Family of Refresh Tokens (FRT)

There is a second type of refresh token known as Family Refresh Tokens (FRT) that are also valid for 90 days. This research was publicised by Secureworks in this write-up about Family of Client IDs. This “FRT” is undocumented by Microsoft. These tokens can be used by an attacker to mint tokens to ALL applications within “the family”. Now this “family” is undocumented by Microsoft, but Secureworks keeps a non-exhaustive list of what these are here.

This implementation of FRTs by Microsoft contradicts the OAuth 2.0 standard. As per the OAuth2.0 safeguards, bearer tokens are supposed to only be used to obtain tokens with identical or narrower scope and for the same client (application) it’s issued for. This is not the case with FRTs.

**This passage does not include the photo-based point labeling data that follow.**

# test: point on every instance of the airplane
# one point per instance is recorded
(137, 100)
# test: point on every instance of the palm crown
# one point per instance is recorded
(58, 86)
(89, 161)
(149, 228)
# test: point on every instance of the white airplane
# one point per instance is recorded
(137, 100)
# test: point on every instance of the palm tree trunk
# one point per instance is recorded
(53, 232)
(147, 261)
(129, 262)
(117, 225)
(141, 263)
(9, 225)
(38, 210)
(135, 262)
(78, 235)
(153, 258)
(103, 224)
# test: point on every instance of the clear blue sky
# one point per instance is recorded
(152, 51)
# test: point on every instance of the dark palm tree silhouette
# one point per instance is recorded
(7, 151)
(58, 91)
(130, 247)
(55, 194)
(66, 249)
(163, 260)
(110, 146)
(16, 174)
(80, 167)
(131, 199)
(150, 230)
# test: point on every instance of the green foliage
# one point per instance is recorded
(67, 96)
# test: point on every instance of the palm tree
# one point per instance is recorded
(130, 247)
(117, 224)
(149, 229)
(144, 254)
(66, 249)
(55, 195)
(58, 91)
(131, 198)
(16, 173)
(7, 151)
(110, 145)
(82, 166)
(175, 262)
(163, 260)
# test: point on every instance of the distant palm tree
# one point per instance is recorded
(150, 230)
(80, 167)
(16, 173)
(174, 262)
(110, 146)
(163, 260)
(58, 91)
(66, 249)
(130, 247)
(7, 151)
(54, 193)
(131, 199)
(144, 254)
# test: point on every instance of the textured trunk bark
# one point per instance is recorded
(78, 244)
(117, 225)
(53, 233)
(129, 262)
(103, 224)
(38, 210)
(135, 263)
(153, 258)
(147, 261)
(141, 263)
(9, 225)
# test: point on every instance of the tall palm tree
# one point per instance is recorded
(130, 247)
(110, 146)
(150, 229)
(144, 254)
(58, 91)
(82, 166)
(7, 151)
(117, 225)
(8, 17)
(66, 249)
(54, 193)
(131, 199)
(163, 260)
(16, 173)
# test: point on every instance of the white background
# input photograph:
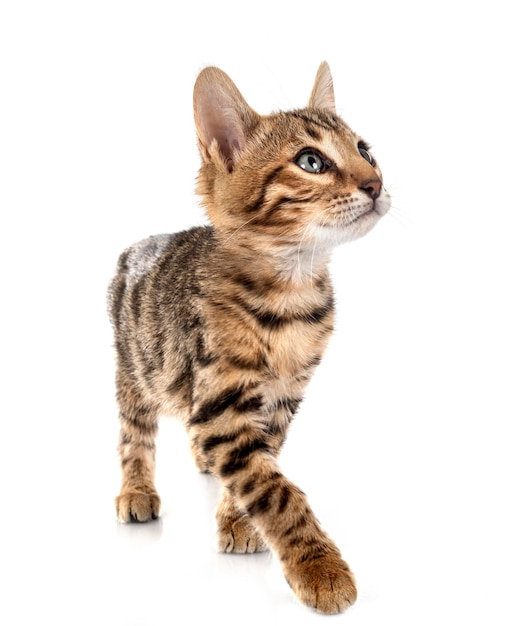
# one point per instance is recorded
(412, 444)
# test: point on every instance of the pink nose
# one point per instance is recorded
(372, 186)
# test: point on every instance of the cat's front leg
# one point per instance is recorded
(236, 532)
(138, 500)
(280, 513)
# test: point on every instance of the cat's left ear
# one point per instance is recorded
(323, 90)
(223, 118)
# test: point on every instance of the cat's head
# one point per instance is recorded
(301, 178)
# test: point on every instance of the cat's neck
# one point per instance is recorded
(296, 266)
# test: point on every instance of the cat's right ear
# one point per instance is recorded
(223, 118)
(323, 90)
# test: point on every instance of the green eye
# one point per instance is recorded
(311, 161)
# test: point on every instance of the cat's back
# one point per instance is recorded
(155, 271)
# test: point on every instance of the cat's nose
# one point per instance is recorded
(372, 186)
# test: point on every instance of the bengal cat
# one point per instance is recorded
(225, 324)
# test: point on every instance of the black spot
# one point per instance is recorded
(215, 407)
(238, 459)
(250, 405)
(262, 502)
(257, 204)
(216, 440)
(285, 495)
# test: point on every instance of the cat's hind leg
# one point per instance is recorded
(236, 532)
(138, 500)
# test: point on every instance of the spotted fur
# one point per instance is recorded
(223, 325)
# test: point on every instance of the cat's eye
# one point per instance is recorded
(311, 161)
(365, 153)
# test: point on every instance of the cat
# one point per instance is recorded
(224, 324)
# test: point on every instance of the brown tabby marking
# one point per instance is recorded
(224, 325)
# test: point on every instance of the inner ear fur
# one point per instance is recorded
(223, 118)
(322, 96)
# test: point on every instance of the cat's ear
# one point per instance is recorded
(223, 118)
(323, 90)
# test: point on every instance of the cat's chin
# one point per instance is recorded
(331, 237)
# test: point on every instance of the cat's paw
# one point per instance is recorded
(137, 507)
(324, 583)
(239, 536)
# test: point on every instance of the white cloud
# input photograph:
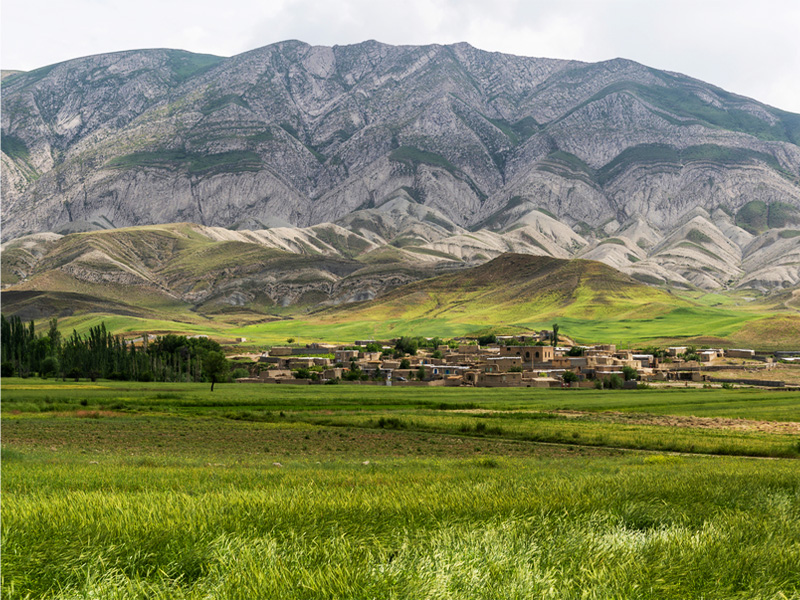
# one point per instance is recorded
(748, 48)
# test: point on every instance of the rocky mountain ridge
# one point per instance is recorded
(443, 152)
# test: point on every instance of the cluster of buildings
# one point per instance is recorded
(523, 361)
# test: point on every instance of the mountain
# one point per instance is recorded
(445, 151)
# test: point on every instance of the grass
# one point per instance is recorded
(120, 490)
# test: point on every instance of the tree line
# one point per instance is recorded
(99, 354)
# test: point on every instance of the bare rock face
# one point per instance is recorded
(693, 185)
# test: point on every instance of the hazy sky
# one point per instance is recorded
(747, 47)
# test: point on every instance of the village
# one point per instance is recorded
(530, 360)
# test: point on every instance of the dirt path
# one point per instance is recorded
(786, 427)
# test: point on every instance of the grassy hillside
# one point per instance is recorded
(591, 301)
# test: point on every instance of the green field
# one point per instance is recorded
(120, 490)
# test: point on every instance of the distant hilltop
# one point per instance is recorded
(457, 152)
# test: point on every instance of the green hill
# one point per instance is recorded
(590, 300)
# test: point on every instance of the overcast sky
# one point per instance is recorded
(747, 47)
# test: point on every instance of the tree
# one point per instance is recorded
(215, 366)
(629, 373)
(613, 382)
(49, 366)
(569, 377)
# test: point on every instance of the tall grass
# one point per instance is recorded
(625, 527)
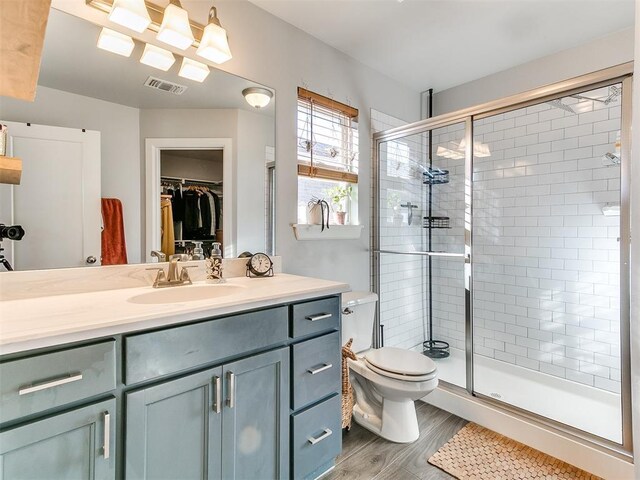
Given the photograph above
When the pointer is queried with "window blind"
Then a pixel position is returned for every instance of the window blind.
(327, 138)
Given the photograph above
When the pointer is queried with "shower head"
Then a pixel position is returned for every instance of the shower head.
(557, 103)
(610, 159)
(614, 93)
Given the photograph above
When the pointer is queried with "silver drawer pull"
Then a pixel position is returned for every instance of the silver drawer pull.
(320, 316)
(327, 433)
(74, 377)
(217, 403)
(107, 434)
(325, 366)
(231, 399)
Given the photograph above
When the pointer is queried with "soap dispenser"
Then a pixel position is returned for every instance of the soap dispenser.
(198, 253)
(213, 265)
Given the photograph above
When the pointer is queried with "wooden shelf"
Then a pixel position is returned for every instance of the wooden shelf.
(334, 232)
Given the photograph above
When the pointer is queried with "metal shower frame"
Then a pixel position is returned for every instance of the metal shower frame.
(622, 73)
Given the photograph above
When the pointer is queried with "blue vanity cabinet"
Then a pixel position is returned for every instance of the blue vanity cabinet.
(77, 444)
(173, 430)
(255, 420)
(227, 422)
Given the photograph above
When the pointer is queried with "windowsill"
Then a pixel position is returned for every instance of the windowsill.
(334, 232)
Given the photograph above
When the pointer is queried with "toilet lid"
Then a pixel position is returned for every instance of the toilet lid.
(400, 361)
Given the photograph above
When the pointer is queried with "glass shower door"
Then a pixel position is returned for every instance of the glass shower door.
(421, 246)
(546, 260)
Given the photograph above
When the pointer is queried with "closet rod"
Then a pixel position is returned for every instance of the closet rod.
(191, 180)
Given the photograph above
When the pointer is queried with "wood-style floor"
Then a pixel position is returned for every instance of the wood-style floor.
(366, 456)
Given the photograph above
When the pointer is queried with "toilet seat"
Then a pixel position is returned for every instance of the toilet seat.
(400, 364)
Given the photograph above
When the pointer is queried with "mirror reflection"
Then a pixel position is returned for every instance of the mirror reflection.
(121, 159)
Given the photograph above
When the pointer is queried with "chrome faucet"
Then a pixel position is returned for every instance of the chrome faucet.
(175, 275)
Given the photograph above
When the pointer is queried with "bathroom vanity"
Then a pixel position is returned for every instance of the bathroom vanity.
(243, 385)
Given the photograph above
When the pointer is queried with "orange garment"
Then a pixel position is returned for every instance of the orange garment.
(114, 247)
(168, 244)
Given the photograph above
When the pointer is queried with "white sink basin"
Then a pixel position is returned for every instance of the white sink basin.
(184, 294)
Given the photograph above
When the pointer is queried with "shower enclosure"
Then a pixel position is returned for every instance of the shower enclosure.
(501, 243)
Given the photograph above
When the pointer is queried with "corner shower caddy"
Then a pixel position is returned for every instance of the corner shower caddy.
(434, 176)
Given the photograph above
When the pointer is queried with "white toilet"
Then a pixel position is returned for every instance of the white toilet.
(387, 381)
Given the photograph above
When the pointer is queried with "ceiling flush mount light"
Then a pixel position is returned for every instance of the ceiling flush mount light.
(193, 70)
(131, 14)
(157, 57)
(175, 29)
(214, 45)
(257, 97)
(115, 42)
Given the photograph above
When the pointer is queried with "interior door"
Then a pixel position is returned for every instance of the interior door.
(61, 170)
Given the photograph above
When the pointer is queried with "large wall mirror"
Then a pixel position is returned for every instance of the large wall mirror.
(186, 163)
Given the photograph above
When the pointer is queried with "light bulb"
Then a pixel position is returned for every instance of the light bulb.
(132, 14)
(115, 42)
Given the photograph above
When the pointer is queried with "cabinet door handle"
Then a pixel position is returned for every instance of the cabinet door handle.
(327, 433)
(320, 316)
(74, 377)
(107, 434)
(325, 366)
(217, 402)
(231, 400)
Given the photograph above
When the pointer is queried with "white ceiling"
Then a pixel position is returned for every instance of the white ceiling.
(443, 43)
(71, 62)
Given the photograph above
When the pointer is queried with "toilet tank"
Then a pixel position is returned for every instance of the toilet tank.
(358, 314)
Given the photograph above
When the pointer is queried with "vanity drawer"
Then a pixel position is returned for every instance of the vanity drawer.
(34, 384)
(317, 437)
(163, 352)
(316, 369)
(315, 317)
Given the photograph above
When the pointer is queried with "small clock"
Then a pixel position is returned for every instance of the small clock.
(260, 265)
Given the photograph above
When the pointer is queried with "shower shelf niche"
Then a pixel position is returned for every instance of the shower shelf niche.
(436, 222)
(436, 176)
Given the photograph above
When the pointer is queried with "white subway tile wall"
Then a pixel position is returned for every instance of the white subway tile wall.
(546, 258)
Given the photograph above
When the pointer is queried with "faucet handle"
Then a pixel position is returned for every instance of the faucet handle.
(184, 274)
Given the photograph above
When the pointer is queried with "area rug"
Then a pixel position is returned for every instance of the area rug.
(476, 453)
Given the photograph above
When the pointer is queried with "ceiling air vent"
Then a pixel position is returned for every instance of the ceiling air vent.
(165, 86)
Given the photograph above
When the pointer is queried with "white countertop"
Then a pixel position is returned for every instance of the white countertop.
(46, 321)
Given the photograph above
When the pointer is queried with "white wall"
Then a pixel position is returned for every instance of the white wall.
(635, 251)
(120, 144)
(255, 133)
(601, 53)
(274, 53)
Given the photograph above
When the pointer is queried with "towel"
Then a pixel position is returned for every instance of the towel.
(114, 248)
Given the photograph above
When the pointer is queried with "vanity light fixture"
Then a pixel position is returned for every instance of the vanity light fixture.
(193, 70)
(257, 97)
(157, 57)
(175, 29)
(132, 14)
(214, 44)
(115, 42)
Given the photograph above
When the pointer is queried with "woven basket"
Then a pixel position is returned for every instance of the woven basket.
(347, 389)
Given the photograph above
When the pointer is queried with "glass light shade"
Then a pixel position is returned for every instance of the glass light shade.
(175, 29)
(131, 14)
(157, 57)
(214, 45)
(193, 70)
(115, 42)
(257, 97)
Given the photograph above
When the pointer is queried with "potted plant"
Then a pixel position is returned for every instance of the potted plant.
(338, 195)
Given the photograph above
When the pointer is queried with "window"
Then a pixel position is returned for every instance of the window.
(327, 154)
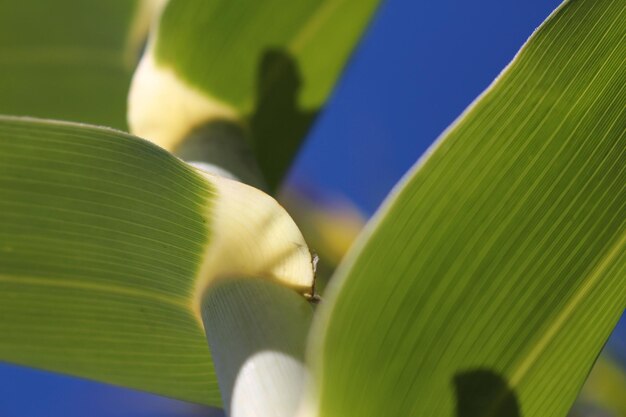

What this means in layman terms is, if an attacker steals a refresh token for any application within this “family” – they can mint tokens to ALL the applications inside this family (allowing lateral movement). In terms of attacker hierarchy, the implication here is: depending on your attacker objective, aim to get a FRT over a typical refresh token as this allows you room for lateral movement and privilege escalation.

Primary Refresh Tokens

Valid for 14 days, these refresh tokens are used for single sign-in (SSO) across applications used on the device and contain two additional details embedded in them:

  • Device ID: This field identifies the device where the PRT resides on

  • Session Key: Acts as a proof of possession when the PRT obtains tokens for other applications

Similar to FRT, these tokens can be used to access multiple different resources (not abiding by the OAuth 2.0 standard). As per Microsoft documentation, Conditional Access policies are not evaluated when PRTs are issued.  Therefore, if an attacker steals a PRT, it will automatically satisfy device-based conditional access policies.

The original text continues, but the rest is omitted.